Martin Geoffrey V, Kudchadker Rajat J, Bruno Teresa L, Frank Steven J, Wang Jihong
Division of Radiation Oncology, Department of Radiation Oncology, The University of Texas MD Anderson Cancer Center, Houston, TX.
Division of Radiation Oncology, Department of Radiation Physics, The University of Texas MD Anderson Cancer Center, Houston, TX.
Brachytherapy. 2018 Mar-Apr;17(2):298-305. doi: 10.1016/j.brachy.2017.09.014. Epub 2017 Nov 21.
To study the deformation of the prostate by a rigid reusable endorectal coil and a balloon-type endorectal coil (BTC) during MRI of the prostate in brachytherapy imaging.
The prostate gland was contoured on 157 MRI scans from 52 prostate cancer patients undergoing brachytherapy. The curvature of the posterior prostate surface deformation was computed as a measure of prostate distortion and compared between scans with a BTC, rigid endorectal coil (REC), or no endorectal coil. For the nine patients who had MRIs with all three endorectal scenarios, a mean prostate deformation vector was also calculated between scenarios using deformable image registration. These measures of prostate distortion were compared with the prostate anterior-to-posterior to left-to-right ratio (AP/LR) on the largest prostate axial slice.
Significant differences in prostate curvature were found between scans without an endorectal coil versus a REC versus a BTC (p < 0.001).
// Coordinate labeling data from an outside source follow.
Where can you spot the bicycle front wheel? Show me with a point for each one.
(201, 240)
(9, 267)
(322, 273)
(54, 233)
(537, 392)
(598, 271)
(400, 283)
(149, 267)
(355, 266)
The mean prostate deformation was 3.9 mm due to the BTC and 2.0 mm for the REC (p = 0.012). The mean AP/LR ratio was 0.62 with a BTC versus 0.76 without a coil or 0.73 with a REC (p < 0.001), but no difference existed between scans with a REC versus no coil (p = 0.7). The AP/LR ratio showed moderate correlation with prostate curvature (r = 0.48), and with mean prostate deformation (r = -0.64 to 0.68).
The REC caused minimal deformation of the prostate compared with a BTC with adequate MR image quality, and calculation of the cross-sectional AP/LR ratio on the largest axial prostate slice can serve as a simple measure of prostate distortion.
研究在近距离放射治疗成像的前列腺MRI检查过程中,刚性可重复使用的直肠内线圈和球囊型直肠内线圈(BTC)对前列腺的变形情况。
对52例接受近距离放射治疗的前列腺癌患者的157次MRI扫描图像上的前列腺进行轮廓勾画。计算前列腺后表面变形的曲率,作为前列腺变形的一种度量,并在使用BTC、刚性直肠内线圈(REC)或不使用直肠内线圈的扫描之间进行比较。对于9例接受了所有三种直肠内线圈扫描方案的患者,还使用可变形图像配准计算了不同方案之间的平均前列腺变形向量。将这些前列腺变形的度量与最大前列腺轴位切片上的前列腺前后径与左右径之比(AP/LR)进行比较。
未使用直肠内线圈、使用REC和使用BTC的扫描之间,前列腺曲率存在显著差异(p < 0.001)。BTC导致的平均前列腺变形为3.9毫米,REC为2.0毫米(p = 0.012)。使用BTC时的平均AP/LR比值为0.62,不使用线圈时为0.76,使用REC时为0.73(p < 0.001),但使用REC的扫描与不使用线圈的扫描之间无差异(p = 0.7)。AP/LR比值与前列腺曲率呈中度相关(r = 0.48),与平均前列腺变形呈中度相关(r = -0.64至0.68)。
与BTC相比,REC在获得足够的MR图像质量时对前列腺造成的变形最小,并且在最大的前列腺轴位切片上计算横截面AP/LR比值可作为前列腺变形的一种简单度量方法。